Quand le chanoine fut revêtu de la sorte, il fut présenté au Juge de la milice
céleste, avec honneur, comme un évêque, et le misérable évêque descendit comme
un larron qui a la corde au cou ; et le Juge détournait de lui les yeux de sa
miséricorde ; et aucun des saints ne le voulait regarder.
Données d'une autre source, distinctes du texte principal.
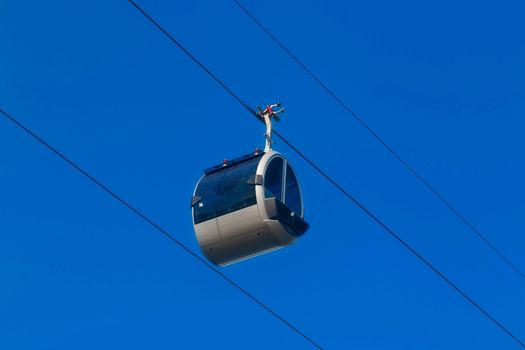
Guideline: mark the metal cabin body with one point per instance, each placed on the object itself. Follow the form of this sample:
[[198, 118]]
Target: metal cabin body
[[247, 207]]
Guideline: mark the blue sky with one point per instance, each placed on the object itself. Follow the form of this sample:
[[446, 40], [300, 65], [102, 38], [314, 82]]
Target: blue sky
[[442, 83]]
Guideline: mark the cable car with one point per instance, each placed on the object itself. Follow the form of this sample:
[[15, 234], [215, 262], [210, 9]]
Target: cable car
[[248, 206]]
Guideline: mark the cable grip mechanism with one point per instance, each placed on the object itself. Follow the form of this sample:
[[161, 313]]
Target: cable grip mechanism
[[266, 115]]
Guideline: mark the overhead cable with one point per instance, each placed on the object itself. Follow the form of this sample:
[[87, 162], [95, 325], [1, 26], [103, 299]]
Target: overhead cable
[[327, 177], [396, 155], [157, 226]]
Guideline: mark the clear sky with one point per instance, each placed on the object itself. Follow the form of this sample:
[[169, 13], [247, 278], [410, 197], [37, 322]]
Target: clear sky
[[443, 83]]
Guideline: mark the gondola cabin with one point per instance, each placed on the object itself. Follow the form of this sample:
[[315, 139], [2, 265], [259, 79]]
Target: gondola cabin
[[247, 207]]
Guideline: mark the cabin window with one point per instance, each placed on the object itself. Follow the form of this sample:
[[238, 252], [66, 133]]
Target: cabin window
[[292, 194], [225, 191], [273, 179]]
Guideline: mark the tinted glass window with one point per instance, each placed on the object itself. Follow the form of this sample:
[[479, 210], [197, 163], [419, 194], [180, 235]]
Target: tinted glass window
[[273, 179], [225, 191], [293, 196]]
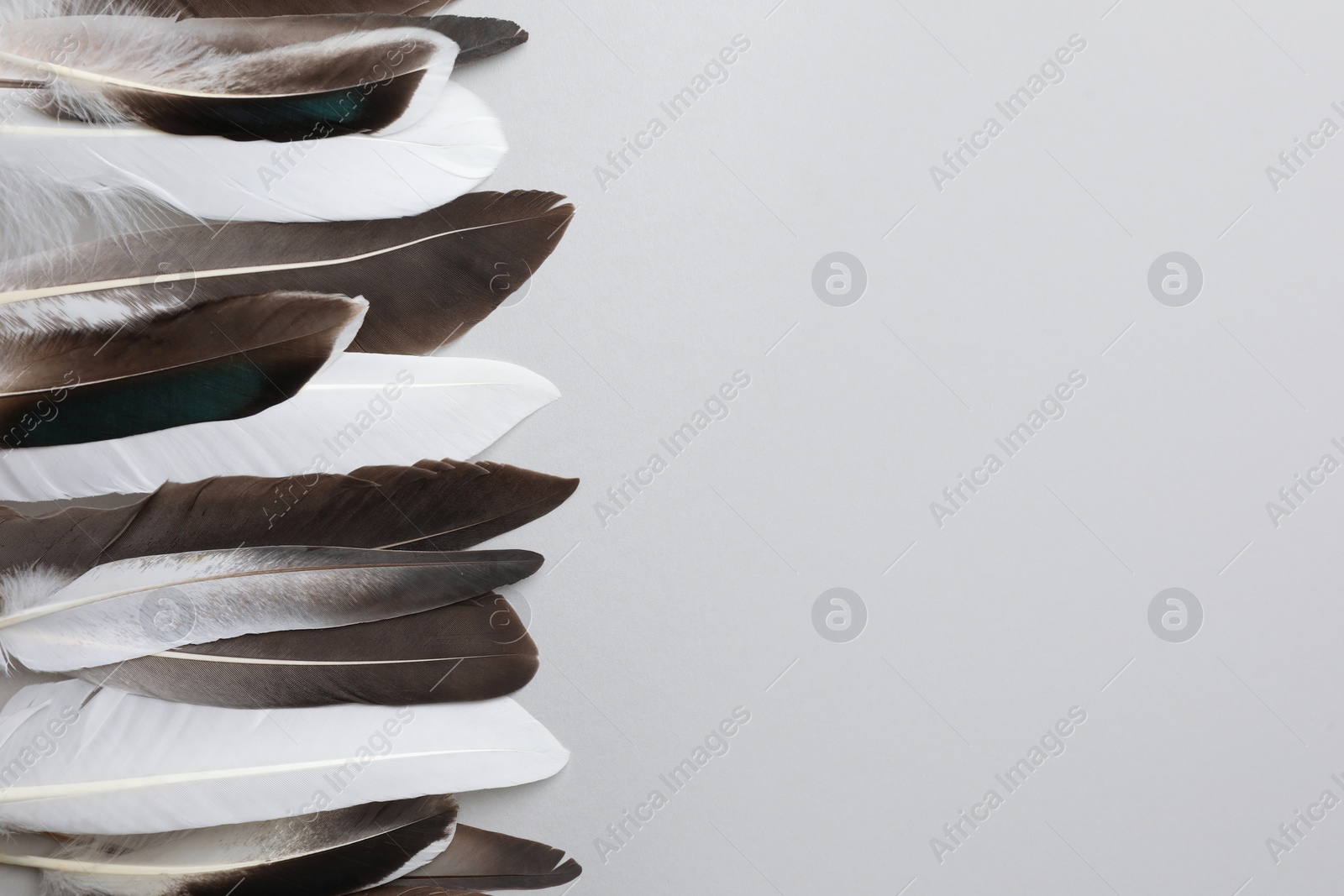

Voyez comme quelques-uns, à raison de leur bonne volonté, obtiennent
spirituellement les dignités que méprisent ceux-là qui les ont de fait. Tout
ceci se faisait en Dieu en un moment ; mais pour votre considération, il a été
prononcé par paroles, car devant Dieu, mille ans sont comme une heure. Il est
aussi arrivé souvent que, quand les seigneurs et les évêques ne veulent faire la
charge et l'office auxquels ils sont appelés, Dieu choisit pour soi de pauvres
prêtres et des sonneurs de cloches, qui vivant en la meilleure conscience qu'ils
peuvent, profiteraient franchement aux âmes, s'ils pouvaient, à l'honneur et à
la gloire de Dieu ; et faisant ce qu'ils peuvent, ils possèdent les lieux
préparés pour les évêques, car Dieu fait comme celui qui mettrait une couronne
aux portes de sa maison et dirait à tous les passants : Quiconque, de quelque
état et de quelque condition que ce soit, s'il veut, peut mériter cette couronne
avec la grâce ; et celui qui sera noblement et éminemment enrichi des vertus,
l'obtiendra. néanmoins, sachez que si les évêques et les seigneurs sont sages
d'une charnelle sagesse, Dieu est plus sage qu'eux, qui exalte les humble et
n'approuve point les superbes.
Saches encore que ce chanoine qui est tellement
loué, n'eut pas lui-même soin du cheval, quand il allait prêcher, ni d'allumer
son feu au repas ; mais on le servait, et il avait ce qui lui était nécessaire
pour se sustenter raisonnablement ; il avait aussi de l'argent, mais non pour
assouvir ses désirs, car quand il aurait eu toutes les richesses du monde, il
n'eût pas donné un denier pour être évêque ; pour tout au monde il n'eût pas
laissé sons évêché, si cela eût été agréable à Dieu ; mais il avait toute sa
volonté à plaire à Dieu, prêt à être honoré, afin que Dieu fût honoré, et
disposé à être humilié et abaissé pour l'amour et la crainte de Dieu.